By the time Silver Side Up arrived in record stores — on Sept. 11, 2001, of all horrific release dates — Nickelback had a continent-wide following. The disc sold almost 200,000 copies worldwide within its first week, despite mass consumer panic over the terrorist attacks on the U.S.
Today, as that tally nears four million, the Albertans are playing sold-out arena shows across Western Canada, following in the footsteps of their teenage heroes, Metallica.
Nickelback has become the latest in a long line of no-nonsense, blue-collar acts from out-of-the-way Canadian places to achieve rock stardom — a lineage that began with The Guess Who in the ’60s, continued into the ’70s with B.T.O. and was revived by The Tragically Hip in the late ’80s and early ’90s.
Chad Kroeger likes the idea of carrying the torch for blue-collar guitar rock, largely because he still considers himself an ordinary guy from small-town Alberta.
Sure, he’s learning to deal with autograph-seekers interrupting his lunches and suddenly having enough money to consider charity projects on the scale of water purification systems for villages in South Africa.

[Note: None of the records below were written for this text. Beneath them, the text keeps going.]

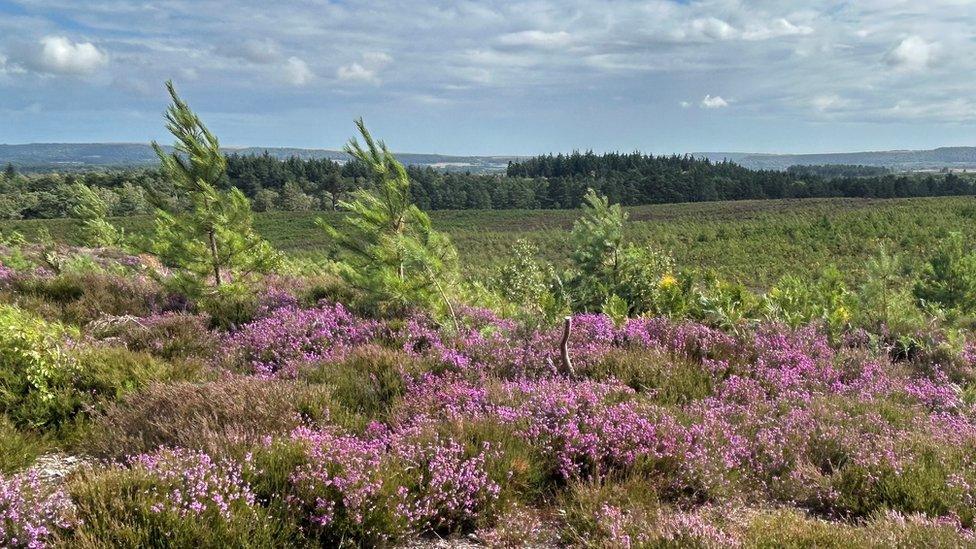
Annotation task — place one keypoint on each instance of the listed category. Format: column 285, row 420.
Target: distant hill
column 943, row 157
column 85, row 156
column 88, row 156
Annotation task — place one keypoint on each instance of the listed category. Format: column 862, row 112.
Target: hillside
column 942, row 157
column 84, row 156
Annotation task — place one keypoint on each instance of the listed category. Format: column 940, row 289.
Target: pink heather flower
column 289, row 337
column 193, row 483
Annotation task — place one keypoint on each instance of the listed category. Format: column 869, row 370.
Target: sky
column 498, row 77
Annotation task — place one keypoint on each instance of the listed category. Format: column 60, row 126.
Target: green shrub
column 129, row 508
column 219, row 417
column 33, row 366
column 949, row 277
column 18, row 448
column 668, row 379
column 230, row 305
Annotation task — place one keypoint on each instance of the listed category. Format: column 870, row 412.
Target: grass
column 754, row 242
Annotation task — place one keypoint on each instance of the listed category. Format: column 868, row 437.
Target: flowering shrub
column 30, row 514
column 448, row 491
column 192, row 483
column 583, row 430
column 387, row 483
column 289, row 337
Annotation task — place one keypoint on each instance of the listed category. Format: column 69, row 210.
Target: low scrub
column 216, row 417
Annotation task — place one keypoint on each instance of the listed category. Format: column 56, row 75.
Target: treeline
column 837, row 170
column 544, row 182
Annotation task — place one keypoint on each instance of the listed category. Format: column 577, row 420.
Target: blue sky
column 498, row 77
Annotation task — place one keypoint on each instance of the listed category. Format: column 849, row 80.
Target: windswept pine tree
column 212, row 242
column 387, row 247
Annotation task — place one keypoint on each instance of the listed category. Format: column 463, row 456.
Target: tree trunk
column 564, row 348
column 214, row 257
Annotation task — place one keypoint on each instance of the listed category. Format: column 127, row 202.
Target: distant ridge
column 35, row 156
column 933, row 159
column 81, row 156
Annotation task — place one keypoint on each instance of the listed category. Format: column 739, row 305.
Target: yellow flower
column 842, row 313
column 667, row 282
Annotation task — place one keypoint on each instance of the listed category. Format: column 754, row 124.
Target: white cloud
column 714, row 28
column 354, row 72
column 913, row 53
column 829, row 102
column 713, row 102
column 376, row 59
column 59, row 55
column 255, row 50
column 297, row 72
column 367, row 70
column 536, row 39
column 776, row 29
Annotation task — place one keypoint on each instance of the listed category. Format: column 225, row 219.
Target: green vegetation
column 366, row 394
column 753, row 242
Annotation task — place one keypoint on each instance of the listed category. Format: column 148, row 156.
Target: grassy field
column 754, row 242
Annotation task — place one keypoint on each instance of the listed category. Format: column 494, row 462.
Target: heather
column 222, row 395
column 312, row 424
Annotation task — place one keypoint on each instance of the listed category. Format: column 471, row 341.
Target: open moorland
column 752, row 241
column 753, row 373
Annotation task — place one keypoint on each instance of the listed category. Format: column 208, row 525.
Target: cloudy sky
column 498, row 77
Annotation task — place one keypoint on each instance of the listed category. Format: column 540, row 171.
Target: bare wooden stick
column 564, row 347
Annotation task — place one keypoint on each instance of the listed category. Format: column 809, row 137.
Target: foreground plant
column 213, row 240
column 31, row 514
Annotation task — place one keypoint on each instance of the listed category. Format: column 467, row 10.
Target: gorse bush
column 34, row 365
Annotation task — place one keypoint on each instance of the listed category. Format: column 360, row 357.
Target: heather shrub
column 283, row 342
column 219, row 417
column 31, row 514
column 793, row 528
column 366, row 382
column 375, row 488
column 626, row 514
column 83, row 297
column 166, row 335
column 101, row 375
column 172, row 498
column 584, row 428
column 666, row 378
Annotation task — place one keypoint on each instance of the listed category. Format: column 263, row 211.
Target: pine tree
column 213, row 241
column 387, row 245
column 92, row 211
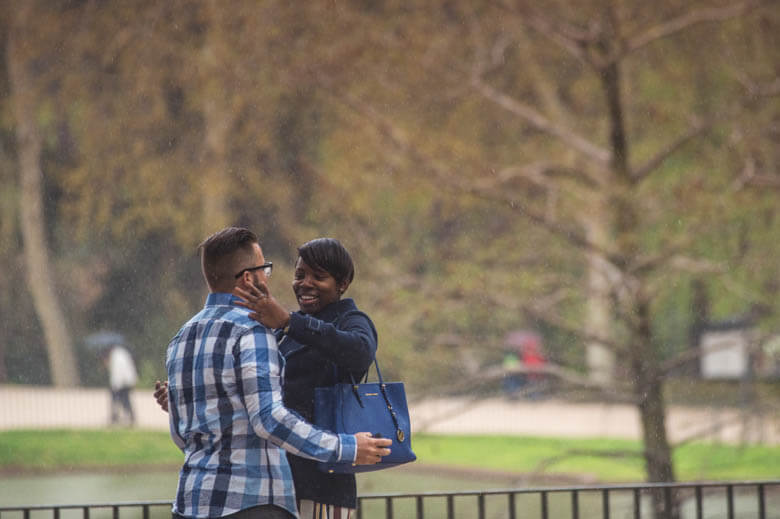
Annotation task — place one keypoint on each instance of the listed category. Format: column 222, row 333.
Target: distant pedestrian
column 122, row 377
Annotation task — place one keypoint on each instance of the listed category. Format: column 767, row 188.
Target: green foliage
column 60, row 449
column 75, row 449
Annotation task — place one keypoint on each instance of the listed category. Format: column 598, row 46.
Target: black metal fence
column 726, row 500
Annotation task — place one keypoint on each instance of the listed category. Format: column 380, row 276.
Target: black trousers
column 256, row 512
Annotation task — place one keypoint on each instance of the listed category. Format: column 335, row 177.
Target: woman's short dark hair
column 329, row 255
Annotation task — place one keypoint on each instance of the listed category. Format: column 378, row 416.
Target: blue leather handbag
column 376, row 407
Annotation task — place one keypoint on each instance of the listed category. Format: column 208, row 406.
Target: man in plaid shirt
column 225, row 401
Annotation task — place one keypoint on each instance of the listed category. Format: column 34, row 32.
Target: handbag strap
column 383, row 389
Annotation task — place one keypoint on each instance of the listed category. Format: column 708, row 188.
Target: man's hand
column 161, row 394
column 370, row 449
column 265, row 309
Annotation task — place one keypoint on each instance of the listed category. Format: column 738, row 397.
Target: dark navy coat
column 321, row 350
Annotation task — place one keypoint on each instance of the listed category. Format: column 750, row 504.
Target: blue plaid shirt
column 225, row 405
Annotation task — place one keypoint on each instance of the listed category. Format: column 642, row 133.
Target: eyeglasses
column 267, row 267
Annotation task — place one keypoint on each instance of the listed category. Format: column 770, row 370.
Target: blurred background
column 600, row 177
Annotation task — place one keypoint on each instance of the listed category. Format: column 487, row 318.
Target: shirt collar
column 221, row 299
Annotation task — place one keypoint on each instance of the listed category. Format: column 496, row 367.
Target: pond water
column 156, row 485
column 67, row 488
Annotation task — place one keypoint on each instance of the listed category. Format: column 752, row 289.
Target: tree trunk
column 62, row 361
column 646, row 372
column 218, row 118
column 600, row 360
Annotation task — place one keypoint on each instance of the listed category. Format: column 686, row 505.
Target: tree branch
column 541, row 123
column 644, row 171
column 682, row 22
column 388, row 130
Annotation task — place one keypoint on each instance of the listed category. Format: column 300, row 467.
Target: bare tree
column 40, row 278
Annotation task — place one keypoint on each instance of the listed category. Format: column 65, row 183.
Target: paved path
column 44, row 407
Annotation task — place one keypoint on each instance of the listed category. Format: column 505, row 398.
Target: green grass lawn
column 36, row 450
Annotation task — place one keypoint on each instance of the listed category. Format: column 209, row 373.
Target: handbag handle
column 383, row 389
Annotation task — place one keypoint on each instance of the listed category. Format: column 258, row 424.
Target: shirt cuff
column 347, row 448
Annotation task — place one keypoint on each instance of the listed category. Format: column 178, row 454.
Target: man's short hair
column 224, row 253
column 329, row 255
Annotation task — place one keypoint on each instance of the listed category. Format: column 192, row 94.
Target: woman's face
column 315, row 288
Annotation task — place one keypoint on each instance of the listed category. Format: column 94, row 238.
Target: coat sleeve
column 351, row 344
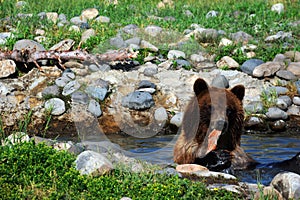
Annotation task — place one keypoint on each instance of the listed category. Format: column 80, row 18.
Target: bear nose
column 221, row 125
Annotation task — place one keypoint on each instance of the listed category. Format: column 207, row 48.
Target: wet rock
column 80, row 97
column 88, row 14
column 285, row 74
column 212, row 13
column 267, row 69
column 161, row 114
column 294, row 67
column 87, row 34
column 276, row 113
column 71, row 87
column 56, row 106
column 16, row 138
column 138, row 100
column 7, row 67
column 173, row 54
column 94, row 108
column 177, row 119
column 96, row 92
column 288, row 184
column 52, row 90
column 279, row 8
column 278, row 125
column 249, row 65
column 220, row 81
column 241, row 36
column 92, row 163
column 153, row 30
column 28, row 44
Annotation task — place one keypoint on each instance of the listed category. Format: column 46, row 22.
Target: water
column 263, row 148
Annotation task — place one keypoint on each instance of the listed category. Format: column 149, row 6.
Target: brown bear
column 211, row 129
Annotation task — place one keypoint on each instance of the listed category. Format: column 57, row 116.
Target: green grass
column 30, row 171
column 137, row 12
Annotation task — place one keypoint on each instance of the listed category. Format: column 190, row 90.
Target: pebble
column 161, row 114
column 96, row 92
column 94, row 108
column 56, row 105
column 249, row 65
column 276, row 113
column 138, row 100
column 70, row 87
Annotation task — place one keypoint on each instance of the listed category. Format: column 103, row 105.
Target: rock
column 241, row 36
column 188, row 168
column 220, row 81
column 79, row 97
column 278, row 125
column 92, row 163
column 173, row 54
column 285, row 74
column 296, row 101
column 279, row 8
column 147, row 45
column 294, row 67
column 276, row 113
column 212, row 13
column 71, row 87
column 28, row 44
column 7, row 67
column 88, row 14
column 52, row 90
column 94, row 108
column 96, row 92
column 138, row 100
column 288, row 184
column 249, row 65
column 153, row 30
column 87, row 34
column 102, row 19
column 16, row 138
column 161, row 114
column 64, row 45
column 267, row 69
column 56, row 106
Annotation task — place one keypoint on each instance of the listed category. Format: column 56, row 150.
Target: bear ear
column 199, row 86
column 238, row 91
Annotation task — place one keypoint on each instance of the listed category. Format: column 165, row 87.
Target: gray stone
column 288, row 184
column 94, row 108
column 138, row 100
column 285, row 74
column 153, row 30
column 56, row 105
column 241, row 36
column 96, row 92
column 92, row 163
column 249, row 65
column 296, row 101
column 79, row 97
column 267, row 69
column 62, row 81
column 220, row 81
column 276, row 113
column 29, row 45
column 52, row 90
column 71, row 87
column 7, row 67
column 161, row 114
column 212, row 13
column 177, row 119
column 173, row 54
column 279, row 8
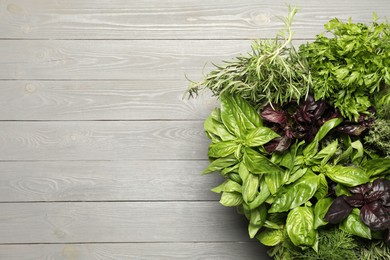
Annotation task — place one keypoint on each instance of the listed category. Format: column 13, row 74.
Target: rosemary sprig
column 272, row 72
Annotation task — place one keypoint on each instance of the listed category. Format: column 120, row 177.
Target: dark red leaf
column 274, row 116
column 387, row 237
column 280, row 144
column 338, row 211
column 356, row 200
column 375, row 216
column 380, row 190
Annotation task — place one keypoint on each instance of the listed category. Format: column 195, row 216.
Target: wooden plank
column 161, row 251
column 120, row 222
column 103, row 140
column 100, row 100
column 113, row 60
column 106, row 181
column 172, row 19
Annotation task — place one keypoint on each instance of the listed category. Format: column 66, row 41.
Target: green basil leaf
column 248, row 115
column 219, row 164
column 296, row 175
column 322, row 189
column 259, row 136
column 275, row 181
column 259, row 164
column 243, row 172
column 377, row 167
column 300, row 226
column 358, row 154
column 326, row 127
column 296, row 194
column 329, row 150
column 217, row 128
column 222, row 149
column 344, row 156
column 232, row 186
column 219, row 188
column 231, row 199
column 257, row 219
column 271, row 237
column 259, row 215
column 227, row 115
column 234, row 177
column 341, row 190
column 347, row 175
column 354, row 226
column 320, row 210
column 272, row 225
column 228, row 170
column 253, row 229
column 250, row 188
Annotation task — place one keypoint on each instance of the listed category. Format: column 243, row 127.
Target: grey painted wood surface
column 103, row 140
column 106, row 181
column 100, row 155
column 171, row 19
column 165, row 251
column 120, row 222
column 100, row 100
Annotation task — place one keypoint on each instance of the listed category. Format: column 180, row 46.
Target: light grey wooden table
column 100, row 156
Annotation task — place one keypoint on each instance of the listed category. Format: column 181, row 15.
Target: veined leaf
column 354, row 226
column 377, row 167
column 219, row 164
column 322, row 189
column 271, row 237
column 347, row 175
column 259, row 164
column 297, row 194
column 300, row 226
column 275, row 181
column 259, row 136
column 231, row 199
column 250, row 188
column 261, row 197
column 222, row 149
column 326, row 127
column 320, row 210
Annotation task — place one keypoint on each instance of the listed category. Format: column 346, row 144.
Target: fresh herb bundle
column 307, row 163
column 273, row 72
column 351, row 66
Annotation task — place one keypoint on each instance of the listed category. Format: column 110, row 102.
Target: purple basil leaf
column 274, row 116
column 356, row 200
column 338, row 211
column 280, row 144
column 375, row 216
column 320, row 109
column 380, row 190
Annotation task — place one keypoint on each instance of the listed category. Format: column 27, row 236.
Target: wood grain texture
column 103, row 140
column 120, row 222
column 172, row 19
column 106, row 181
column 160, row 251
column 113, row 60
column 100, row 100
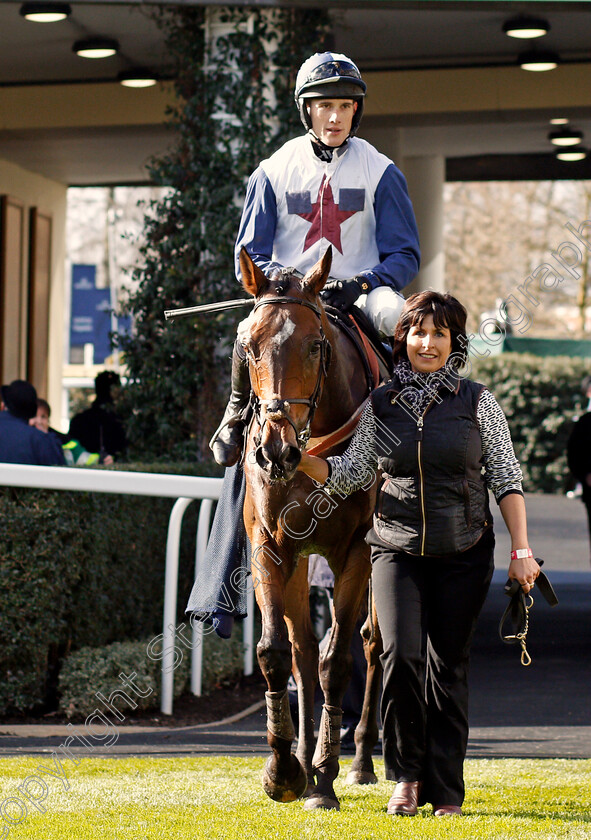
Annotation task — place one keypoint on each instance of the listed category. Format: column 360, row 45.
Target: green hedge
column 91, row 670
column 540, row 396
column 80, row 569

But most of all, he’s thrilled to make the folks in Hanna, Home Of Nickelback, proud.
“It’s kind of funny, because some of the people who want to erect the sign are probably some of the same people who wanted to run me out of town five years ago. I was a bad kid.
“I’m sure there are several people in that town who find this very amusing.”
Nickelback plays Winnipeg Arena on Tuesday, Jan. 29, with Default. The concert is sold out.